La Aseco, 2,7 milioni di fatturato nel 2007, una ventina di dipendenti, produce il cosiddetto compost di qualità, un fertilizzante per uso agricolo che si ricava dai fanghi, dalla frazione organica della raccolta differenziata e dai residui vegetali: l’impianto ha una capacita di 80mila tonnellate l’anno. Aqp, che gestisce 180 depuratori, spendeva ogni anno circa 4 milioni di euro per lo smaltimento dei fanghi: acquisendo un’azienda del settore trasforma un centro di costo in un centro di ricavo. La Aseco finora faceva capo al gruppo Luci ed ha cambiato bandiera da pochi giorni: l’Acquedotto ha nominato amministratore delegato un proprio dipendente, Vincenzo Romano, che avrà il compito di garantirne la gestione. 

Con questa operazione, dicono da via Cognetti, Aqp completa la filiera della depurazione e calmiera i prezzi dello smaltimento, e sarà in grado di offrire un ciclo integrale più affidabile. Nei giorni scorsi l’ingegner Monteforte ha incontrato il sindaco di Ginosa, Luigi Montanaro, cui ha assicurato che oltre a mantenere i livelli occupazionali l’Aqp garantirà la massima trasparenza sulle procedure operative, allo scopo di minimizzarne l’impatto ambientale: ogni tre mesi i risultati delle analisi e i dati sulle emissioni saranno resi pubblici attraverso Internet. 

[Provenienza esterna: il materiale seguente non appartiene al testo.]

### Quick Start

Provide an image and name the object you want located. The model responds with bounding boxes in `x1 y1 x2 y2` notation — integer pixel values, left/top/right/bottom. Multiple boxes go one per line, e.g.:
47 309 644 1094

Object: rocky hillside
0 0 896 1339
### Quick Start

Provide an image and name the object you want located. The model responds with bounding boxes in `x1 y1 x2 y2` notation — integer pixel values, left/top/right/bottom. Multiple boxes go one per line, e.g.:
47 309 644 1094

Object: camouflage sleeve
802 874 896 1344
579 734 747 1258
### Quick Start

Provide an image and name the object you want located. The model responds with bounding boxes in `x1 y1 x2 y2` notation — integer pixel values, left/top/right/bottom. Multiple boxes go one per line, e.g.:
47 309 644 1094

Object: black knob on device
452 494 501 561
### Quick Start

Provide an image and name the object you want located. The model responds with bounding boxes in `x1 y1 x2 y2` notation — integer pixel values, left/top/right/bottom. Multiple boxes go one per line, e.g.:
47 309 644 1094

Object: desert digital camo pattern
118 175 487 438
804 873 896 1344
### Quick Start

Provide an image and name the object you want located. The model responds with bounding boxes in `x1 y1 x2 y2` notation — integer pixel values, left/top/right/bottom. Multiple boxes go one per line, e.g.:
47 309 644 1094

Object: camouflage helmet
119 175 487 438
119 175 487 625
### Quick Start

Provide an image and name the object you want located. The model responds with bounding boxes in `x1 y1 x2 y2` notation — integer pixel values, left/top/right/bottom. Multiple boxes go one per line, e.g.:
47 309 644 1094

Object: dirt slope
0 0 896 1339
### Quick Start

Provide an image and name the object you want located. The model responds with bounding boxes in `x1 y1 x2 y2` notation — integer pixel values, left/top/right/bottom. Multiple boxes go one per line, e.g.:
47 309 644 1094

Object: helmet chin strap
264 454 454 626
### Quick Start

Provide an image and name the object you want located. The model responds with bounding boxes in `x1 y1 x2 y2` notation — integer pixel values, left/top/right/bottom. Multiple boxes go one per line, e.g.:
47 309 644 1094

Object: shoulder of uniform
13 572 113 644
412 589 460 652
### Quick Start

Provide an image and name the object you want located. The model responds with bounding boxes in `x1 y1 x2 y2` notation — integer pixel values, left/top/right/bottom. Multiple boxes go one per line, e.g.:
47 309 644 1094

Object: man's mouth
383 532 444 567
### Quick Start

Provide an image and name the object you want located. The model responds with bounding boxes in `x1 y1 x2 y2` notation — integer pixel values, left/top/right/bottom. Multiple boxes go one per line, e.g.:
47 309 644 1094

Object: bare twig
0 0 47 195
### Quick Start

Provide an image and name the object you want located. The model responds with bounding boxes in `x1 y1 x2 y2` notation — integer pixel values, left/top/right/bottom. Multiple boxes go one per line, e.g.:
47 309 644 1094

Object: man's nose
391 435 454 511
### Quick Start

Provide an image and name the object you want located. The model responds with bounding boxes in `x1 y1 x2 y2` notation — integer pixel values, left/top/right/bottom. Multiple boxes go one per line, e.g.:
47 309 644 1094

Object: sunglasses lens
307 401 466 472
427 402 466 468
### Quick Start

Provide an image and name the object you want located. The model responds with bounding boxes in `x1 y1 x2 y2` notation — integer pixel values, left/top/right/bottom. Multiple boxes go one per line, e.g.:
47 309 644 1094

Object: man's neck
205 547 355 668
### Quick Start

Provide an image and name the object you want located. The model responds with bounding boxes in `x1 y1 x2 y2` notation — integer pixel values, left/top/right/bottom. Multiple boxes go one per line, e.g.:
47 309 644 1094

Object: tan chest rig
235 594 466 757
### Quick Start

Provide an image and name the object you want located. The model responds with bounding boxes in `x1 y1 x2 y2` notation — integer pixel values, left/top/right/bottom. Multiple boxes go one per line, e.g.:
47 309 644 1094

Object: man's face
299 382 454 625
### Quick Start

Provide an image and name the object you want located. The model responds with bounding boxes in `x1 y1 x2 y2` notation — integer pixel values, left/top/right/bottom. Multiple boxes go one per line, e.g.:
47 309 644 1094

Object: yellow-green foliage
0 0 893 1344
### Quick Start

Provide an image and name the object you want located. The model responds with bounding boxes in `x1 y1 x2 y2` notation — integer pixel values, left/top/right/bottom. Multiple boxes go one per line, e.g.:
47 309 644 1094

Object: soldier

Giudizio positivo sull’acquisto di Aseco da parte del presidente della Provincia di Taranto, Gianni Florido: «L’impianto dovrebbe essere funzionale solo al trattamento dei fanghi degli impianti Aqp, e questo per me è un punto di tranquillità. Se l’impianto lavora per il ciclo chiuso di una azienda pubblica, per produrre un compost di qualità, questa per noi è una buona notizia. Lo dico anche per le popolazioni di Ginosa». In passato, spiega Florido, c’erano state lamentele per i cattivi odori prodotti dal ciclo di lavorazione: «Da questo punto di vista - è l’opinione del presidente - il rapporto con una azienda pubblica sarà certamente più facile». Dal punto di vista industriale, Aqp lancia un segnale forte al mercato idrico italiano. L’internalizzazione dei depuratori, con la creazione di Pura, qualche mese fa ha fatto nascere dal nulla il primo operatore pubblico del settore. Ora l’aggiunta di un impianto nel ciclo dei rifiuti allarga l’orizzonte: è facile intravedere il modello che si rifà alle multinazionali come Veolia, che spaziano in tutti i settori nel campo ambientale. 

Certo, difficilmente Aqp (azienda pubblica, che in Puglia gestisce il servizio idrico per disposizione di legge e non per gara d’appalto) potrà muoversi sul mercato e fare concorrenza ai privati sul terreno dei servizi ambientali. Ma intanto l’azienda si rinforza, si ingrandisce e crea valore per l’azionista Regione: e questo spiega anche il crescente interesse della politica e dei privati che bussano alla porta per entrare nel capitale.